01:04:17Marc:Of course, right, naturally.
01:04:19Guest:Yes, right.
01:04:19Marc:You're not movie stars.
01:04:20Marc:Yes.
01:04:21Marc:You're behind the camera for a reason.
01:04:23Marc:Yes.
01:04:24Marc:Let the actors do that.
01:04:25Marc:Yes, exactly.
01:04:26Marc:Well, that is genius, and that's a sensitivity.
01:04:28Marc:Like, you know, he had an amazing sort of sensitivity to every element in a frame, that guy.
01:04:35Guest:Yes.
01:04:36Guest:He has been at various times writer, director, producer, cameraman, assistant director.
01:04:45Guest:This is partially when he was working with me.
01:04:48Guest:Also, grip and various other.
01:04:52Guest:He has the most thorough grounding of anybody I know because he did every job there was to do when he was working with me.
01:04:58Marc:And he had a lot of manic energy, right?
01:05:00Guest:Right.
01:05:00Guest:Tremendous energy.
01:05:02Marc:And he's really bright and talented.
01:05:03Marc:Yeah.
01:05:03Marc:Now, when you see somebody like him come into your fold, when you take him out of UCLA, do you have – is there part of your brain that goes like, well, this guy's not going to hang around long.
01:05:13Marc:He's really got something.
01:05:14Guest:Yes.
01:05:15Guest:I take people who I think are talented and good and can work their way up.

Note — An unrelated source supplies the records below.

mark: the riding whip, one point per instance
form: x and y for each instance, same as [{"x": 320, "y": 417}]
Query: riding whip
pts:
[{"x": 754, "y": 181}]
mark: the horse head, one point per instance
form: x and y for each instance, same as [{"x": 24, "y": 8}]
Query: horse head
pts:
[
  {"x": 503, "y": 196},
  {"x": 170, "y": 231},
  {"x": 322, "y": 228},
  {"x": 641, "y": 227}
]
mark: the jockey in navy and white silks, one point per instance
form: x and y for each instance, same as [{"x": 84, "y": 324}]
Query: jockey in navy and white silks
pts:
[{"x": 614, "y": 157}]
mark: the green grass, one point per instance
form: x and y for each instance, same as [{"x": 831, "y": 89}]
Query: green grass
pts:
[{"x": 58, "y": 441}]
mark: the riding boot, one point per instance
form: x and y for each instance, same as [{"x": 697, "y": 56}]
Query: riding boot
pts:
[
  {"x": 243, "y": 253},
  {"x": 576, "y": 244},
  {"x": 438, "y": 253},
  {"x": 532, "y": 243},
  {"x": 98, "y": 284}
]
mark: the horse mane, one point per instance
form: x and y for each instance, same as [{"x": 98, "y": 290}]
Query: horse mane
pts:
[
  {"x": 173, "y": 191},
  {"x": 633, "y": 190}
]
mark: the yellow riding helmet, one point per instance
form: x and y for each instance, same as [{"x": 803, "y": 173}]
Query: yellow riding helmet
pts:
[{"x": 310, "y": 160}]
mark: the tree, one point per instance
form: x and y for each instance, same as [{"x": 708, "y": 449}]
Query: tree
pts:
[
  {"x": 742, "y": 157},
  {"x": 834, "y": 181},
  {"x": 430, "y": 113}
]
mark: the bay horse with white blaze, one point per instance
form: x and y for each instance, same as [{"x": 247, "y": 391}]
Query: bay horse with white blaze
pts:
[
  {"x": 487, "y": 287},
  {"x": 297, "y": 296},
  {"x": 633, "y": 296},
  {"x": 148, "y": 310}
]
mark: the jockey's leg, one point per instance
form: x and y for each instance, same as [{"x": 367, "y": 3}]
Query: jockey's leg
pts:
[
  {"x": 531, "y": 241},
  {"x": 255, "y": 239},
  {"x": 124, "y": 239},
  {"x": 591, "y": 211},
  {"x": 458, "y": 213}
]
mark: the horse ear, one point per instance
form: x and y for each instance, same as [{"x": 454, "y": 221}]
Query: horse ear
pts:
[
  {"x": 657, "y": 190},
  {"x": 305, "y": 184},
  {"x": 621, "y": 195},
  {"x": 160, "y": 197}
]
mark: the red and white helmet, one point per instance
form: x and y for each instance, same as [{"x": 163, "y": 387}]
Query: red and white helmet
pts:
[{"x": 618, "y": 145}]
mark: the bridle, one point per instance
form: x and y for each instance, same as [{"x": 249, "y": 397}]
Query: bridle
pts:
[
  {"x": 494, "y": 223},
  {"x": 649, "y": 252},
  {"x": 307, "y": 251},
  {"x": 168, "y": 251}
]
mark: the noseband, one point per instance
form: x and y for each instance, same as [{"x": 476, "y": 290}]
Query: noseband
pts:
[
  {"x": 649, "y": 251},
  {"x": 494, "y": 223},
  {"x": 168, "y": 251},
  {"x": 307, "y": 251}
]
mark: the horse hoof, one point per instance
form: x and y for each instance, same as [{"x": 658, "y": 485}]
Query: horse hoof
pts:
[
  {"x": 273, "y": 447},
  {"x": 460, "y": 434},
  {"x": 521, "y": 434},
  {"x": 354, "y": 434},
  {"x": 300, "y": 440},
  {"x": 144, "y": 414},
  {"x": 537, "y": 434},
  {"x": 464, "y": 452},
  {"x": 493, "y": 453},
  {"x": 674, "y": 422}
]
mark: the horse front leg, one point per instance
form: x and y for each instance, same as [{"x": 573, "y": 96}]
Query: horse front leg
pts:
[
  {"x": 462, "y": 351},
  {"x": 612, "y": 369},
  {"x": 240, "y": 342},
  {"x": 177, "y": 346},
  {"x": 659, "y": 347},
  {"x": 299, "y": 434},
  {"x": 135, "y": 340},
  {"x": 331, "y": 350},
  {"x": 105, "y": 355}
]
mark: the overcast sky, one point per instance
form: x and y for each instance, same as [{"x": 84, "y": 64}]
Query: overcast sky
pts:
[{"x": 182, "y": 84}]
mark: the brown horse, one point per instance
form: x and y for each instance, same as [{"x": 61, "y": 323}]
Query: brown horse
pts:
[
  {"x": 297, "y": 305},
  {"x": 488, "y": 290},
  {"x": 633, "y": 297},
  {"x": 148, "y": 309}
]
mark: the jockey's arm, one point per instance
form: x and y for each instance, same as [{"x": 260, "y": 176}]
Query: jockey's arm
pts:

01:05:23Guest:For instance, Francis started by –
01:05:25Guest:cutting russian film yeah then he became an editor then he was an assistant director and then he went from direct and each job he was brilliant and he went from that to being a director and i assume that they are going to what we say graduate they will be with us
01:05:47Guest:maybe a couple of years and they will go on to other things i remember one on uh grand theft auto yeah it was ron howard's first picture yeah as a director uh there was one scene where he wanted more extras and i said yeah he told me this he told you guys you go let's
01:06:05Guest:I'll hear your side of it.
01:06:07Guest:Okay, my side is simply this.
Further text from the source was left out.